Девочку назвали Анжелой — так захотел Анрэ. Почему? Ведь в целой Швейцарии не сыщешь ни одной Анжелы. Тем более в Лугано. Софи предлагала другие, более привычные ее слуху имена — немецкие, итальянские, — но Анрэ был непреклонен: Анжела, и все! И откуда он только взял такое имя? Поразмыслив, молодая мать решила, что идею ему подсказал нашумевший французский фильм, поставленный по роману Анны и Сержа Голон. Но их героиню звали чуть иначе — Анжеликой. А тут Анжела. Софи не слишком нравилось это имя, но она уже давно поняла, что спорить с мужем, когда он настаивает на чем-то, — занятие совершенно бесполезное. Так что ничего не поделаешь, придется мириться с Анжелой.
Ах, как мечтала Софи, что после рождения ребенка все станет по-прежнему! Ей грезилось, что Анрэ, благодарный за то, что она подарила ему дочь, снова будет благосклонен к жене и в их семейную жизнь опять вернется все то, что она вспоминала с такой тоской, — страстность, нежность, задушевные разговоры, совместные поездки и чудесные подарки… Но ничего этого не произошло. Анрэ точно так же, как и до родов, требовал от жены строгого соблюдения режима и с прежней скрупулезностью следил за ее питанием.
— Опять ты за свое! «Того нельзя, этого нельзя»! — передразнивала его Софи. — Ну почему, скажи на милость, мне нельзя съесть один несчастный апельсин? К твоему сведению, в цитрусовых полным-полно витамина С, который просто необходим детям!
— На апельсины у малышки может быть аллергия, — возражал муж. — Лучше съешь яблоко, только обязательно зеленое.
— А может и не быть никакой аллергии…
— Ты что, собираешься ставить эксперименты на нашей девочке? — повышал голос Анрэ. — Я не позволю рисковать ее здоровьем!
— Да ладно, не кипятись, — вздыхала Софи. — Черт с тобой, съем яблоко…
Кормление грудью стало для нее новым испытанием. Этот процесс, как нередко бывает у неопытных мам, вызвал у Софи множество затруднений. Молока было мало, шло оно тяжело, соски сразу же потрескались и не успевали зажить. Пытаясь хоть как-то унять мучительную боль, Софи часто мазала их зеленкой, и оттого ротик малышки был постоянно обведен изумрудным ободком. Анрэ беспокоило не страдание жены, а то, что в организм ребенка все время попадает лекарство. Он просто изводил врачей вопросами, не вредно ли это.

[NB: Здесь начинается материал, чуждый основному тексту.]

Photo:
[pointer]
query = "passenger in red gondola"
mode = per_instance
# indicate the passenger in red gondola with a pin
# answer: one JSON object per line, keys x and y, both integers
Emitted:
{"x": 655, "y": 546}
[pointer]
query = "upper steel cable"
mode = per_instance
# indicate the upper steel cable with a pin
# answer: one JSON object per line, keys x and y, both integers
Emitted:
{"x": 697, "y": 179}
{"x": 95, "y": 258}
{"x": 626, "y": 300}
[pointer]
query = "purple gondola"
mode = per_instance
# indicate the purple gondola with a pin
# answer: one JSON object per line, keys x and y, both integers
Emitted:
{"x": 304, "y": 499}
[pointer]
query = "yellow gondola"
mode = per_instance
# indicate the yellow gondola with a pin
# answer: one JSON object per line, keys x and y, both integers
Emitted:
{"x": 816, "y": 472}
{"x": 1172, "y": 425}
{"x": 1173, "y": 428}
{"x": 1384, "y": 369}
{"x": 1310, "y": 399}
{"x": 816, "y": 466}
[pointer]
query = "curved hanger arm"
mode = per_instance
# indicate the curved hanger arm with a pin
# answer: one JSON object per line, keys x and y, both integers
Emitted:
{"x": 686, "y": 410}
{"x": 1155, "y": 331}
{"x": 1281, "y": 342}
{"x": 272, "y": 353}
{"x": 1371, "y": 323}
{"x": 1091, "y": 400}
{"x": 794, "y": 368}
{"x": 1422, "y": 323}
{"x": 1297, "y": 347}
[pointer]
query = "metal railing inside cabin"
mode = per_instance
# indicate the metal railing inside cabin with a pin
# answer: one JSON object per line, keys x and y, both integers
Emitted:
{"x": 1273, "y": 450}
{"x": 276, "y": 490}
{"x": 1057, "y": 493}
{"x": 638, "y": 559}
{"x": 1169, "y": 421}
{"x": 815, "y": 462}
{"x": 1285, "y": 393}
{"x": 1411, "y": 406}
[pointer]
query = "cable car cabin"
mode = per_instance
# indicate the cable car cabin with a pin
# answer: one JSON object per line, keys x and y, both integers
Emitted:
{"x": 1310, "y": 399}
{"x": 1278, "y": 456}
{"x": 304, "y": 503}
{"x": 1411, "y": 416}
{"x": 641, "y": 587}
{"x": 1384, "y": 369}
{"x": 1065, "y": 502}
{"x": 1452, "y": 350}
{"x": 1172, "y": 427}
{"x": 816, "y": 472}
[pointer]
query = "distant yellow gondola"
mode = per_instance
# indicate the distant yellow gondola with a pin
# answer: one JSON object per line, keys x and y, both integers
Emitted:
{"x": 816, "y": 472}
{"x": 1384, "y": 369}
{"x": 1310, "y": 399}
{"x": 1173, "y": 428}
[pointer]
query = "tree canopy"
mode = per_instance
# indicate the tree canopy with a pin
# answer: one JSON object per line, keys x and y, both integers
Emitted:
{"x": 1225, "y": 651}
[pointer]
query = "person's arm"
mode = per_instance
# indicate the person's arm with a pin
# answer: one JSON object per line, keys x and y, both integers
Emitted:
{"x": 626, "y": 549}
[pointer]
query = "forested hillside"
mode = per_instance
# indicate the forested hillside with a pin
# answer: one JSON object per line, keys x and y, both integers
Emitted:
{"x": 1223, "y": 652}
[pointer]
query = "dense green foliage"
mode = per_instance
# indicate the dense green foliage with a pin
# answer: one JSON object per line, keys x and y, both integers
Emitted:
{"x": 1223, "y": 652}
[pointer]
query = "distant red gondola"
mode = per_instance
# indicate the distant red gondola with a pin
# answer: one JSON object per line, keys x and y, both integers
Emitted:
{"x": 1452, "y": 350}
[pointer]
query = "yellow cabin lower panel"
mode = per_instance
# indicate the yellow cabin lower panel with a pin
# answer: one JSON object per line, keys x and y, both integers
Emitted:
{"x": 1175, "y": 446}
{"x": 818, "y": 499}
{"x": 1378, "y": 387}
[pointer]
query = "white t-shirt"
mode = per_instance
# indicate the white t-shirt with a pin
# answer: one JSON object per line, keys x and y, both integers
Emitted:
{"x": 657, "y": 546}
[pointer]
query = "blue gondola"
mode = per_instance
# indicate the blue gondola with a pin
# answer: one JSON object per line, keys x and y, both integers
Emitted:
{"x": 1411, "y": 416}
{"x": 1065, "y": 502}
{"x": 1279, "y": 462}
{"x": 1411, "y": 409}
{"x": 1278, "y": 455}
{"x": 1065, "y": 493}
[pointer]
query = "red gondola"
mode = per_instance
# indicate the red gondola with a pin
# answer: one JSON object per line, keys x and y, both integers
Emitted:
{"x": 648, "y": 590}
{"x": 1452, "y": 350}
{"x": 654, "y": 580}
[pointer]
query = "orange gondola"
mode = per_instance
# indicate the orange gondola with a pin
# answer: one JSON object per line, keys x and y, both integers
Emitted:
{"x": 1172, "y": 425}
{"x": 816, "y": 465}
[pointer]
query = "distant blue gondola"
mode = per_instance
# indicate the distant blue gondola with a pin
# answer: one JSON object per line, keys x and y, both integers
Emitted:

— Может, ты все-таки обойдешься без этой проклятой зеленки? — твердил он жене.
— Но мне больно, Анрэ!
— Потерпи. Не будь такой эгоисткой! Ты мать, ты должна думать не о себе, а о здоровье нашей Анжелы.

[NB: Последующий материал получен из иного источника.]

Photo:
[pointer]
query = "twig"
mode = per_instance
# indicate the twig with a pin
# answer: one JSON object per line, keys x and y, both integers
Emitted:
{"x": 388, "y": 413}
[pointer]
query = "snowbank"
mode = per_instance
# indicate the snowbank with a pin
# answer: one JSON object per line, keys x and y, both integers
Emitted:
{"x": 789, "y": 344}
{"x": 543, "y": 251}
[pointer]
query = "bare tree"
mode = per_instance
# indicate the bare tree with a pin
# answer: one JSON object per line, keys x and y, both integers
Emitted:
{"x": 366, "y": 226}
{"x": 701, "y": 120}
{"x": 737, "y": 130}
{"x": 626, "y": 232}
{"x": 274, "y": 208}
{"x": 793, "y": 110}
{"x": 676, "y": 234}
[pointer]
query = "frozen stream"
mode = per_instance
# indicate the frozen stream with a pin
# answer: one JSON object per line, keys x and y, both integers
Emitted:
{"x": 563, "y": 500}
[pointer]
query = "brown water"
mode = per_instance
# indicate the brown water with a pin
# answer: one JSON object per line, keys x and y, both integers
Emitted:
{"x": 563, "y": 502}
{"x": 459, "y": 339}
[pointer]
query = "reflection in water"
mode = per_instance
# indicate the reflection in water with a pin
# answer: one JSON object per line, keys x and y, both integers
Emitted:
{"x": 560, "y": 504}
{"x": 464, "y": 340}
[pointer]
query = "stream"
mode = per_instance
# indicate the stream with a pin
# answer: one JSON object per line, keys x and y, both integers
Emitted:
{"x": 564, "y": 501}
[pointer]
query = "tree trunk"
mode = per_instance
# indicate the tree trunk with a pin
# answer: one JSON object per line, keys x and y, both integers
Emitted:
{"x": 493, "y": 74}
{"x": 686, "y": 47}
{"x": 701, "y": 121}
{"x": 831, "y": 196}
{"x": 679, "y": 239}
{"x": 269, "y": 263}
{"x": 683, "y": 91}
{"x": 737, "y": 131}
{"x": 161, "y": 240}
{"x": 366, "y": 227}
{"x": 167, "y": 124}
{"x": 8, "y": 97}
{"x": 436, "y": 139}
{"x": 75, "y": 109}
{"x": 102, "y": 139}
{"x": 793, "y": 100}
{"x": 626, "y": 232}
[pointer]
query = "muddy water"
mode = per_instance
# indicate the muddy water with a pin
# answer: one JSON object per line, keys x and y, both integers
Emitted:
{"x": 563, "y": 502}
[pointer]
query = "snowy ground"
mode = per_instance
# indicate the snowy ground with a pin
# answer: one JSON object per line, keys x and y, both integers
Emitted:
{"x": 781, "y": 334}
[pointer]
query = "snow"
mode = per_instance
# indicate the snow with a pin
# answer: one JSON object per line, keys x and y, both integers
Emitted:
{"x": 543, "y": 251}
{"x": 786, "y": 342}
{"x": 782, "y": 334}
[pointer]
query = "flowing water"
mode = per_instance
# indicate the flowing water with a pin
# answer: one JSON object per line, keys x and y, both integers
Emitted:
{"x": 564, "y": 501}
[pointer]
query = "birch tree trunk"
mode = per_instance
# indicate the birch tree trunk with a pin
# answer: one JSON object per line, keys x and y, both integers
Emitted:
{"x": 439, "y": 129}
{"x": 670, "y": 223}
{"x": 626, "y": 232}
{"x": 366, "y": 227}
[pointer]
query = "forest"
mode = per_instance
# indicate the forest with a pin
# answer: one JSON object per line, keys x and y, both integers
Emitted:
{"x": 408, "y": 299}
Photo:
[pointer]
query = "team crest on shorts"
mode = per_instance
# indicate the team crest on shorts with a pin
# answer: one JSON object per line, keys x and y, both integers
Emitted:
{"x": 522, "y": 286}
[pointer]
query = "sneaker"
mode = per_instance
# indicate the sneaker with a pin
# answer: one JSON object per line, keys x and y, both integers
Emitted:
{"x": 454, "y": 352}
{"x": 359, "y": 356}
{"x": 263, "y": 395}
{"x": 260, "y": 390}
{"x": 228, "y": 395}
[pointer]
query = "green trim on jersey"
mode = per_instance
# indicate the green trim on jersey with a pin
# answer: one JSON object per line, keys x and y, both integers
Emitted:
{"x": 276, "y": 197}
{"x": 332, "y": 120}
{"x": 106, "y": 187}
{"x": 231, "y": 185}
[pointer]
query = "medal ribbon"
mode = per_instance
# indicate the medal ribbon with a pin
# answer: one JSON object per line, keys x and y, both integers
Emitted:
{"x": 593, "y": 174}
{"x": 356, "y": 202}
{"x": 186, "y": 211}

С первых же дней появления младенца в доме Анрэ оставил все дела в банке на управляющего и взял длительный отпуск. Он старался присутствовать при каждом кормлении дочки, садился рядом и с блаженной улыбкой глядел на сосредоточенное личико сосущей малышки, на ее перепачканный молоком и зеленкой рот, постепенно закрывающиеся от удовольствия глазки. Смешные причмокивающие звуки, которые издавала крохотная Анжела, казались ему райской музыкой. Однако умиление этой трогательной сценой нисколько не мешало Анрэ строго контролировать процесс. Каждый раз он буквально заставлял Софи до капельки сцеживать оставшееся молоко, чтобы грудь наполнилась новым, и не обращал никакого внимания на жалобы жены, что ей трудно и очень больно это делать. Софи плакала, супруги все время ссорились. И вскоре стало ясно, что молоко у молодой матери начинает пропадать — с каждым днем его становилось все меньше. Не помогли ни лекарства, ни чай с молоком, который Софи, понукаемая мужем, пила чуть ли не ведрами, ни все другие средства, которые советовали доктора и знакомые. Девочке еще не было и двух месяцев, когда ее пришлось перевести на искусственное вскармливание.
— Это ты во всем виновата! — обвинял жену Анрэ. — Ты никогда не хотела ее кормить, боялась испортить фигуру. Какая же ты мать, если форма груди тебе дороже, чем здоровье ребенка! Теперь по твоей милости наша дочка вырастет слабенькой, с пониженным иммунитетом!
— Ну зачем ты так говоришь? — оправдывалась Софи, — Видит бог — я очень старалась и кормила девочку до последнего, как бы мне ни было это тяжело! Врачи говорят, что ничего страшного нет. В наше время многих детей кормят разными смесями, и ничего — вырастают здоровенькими… Но, если ты так хочешь, можно поискать кормилицу.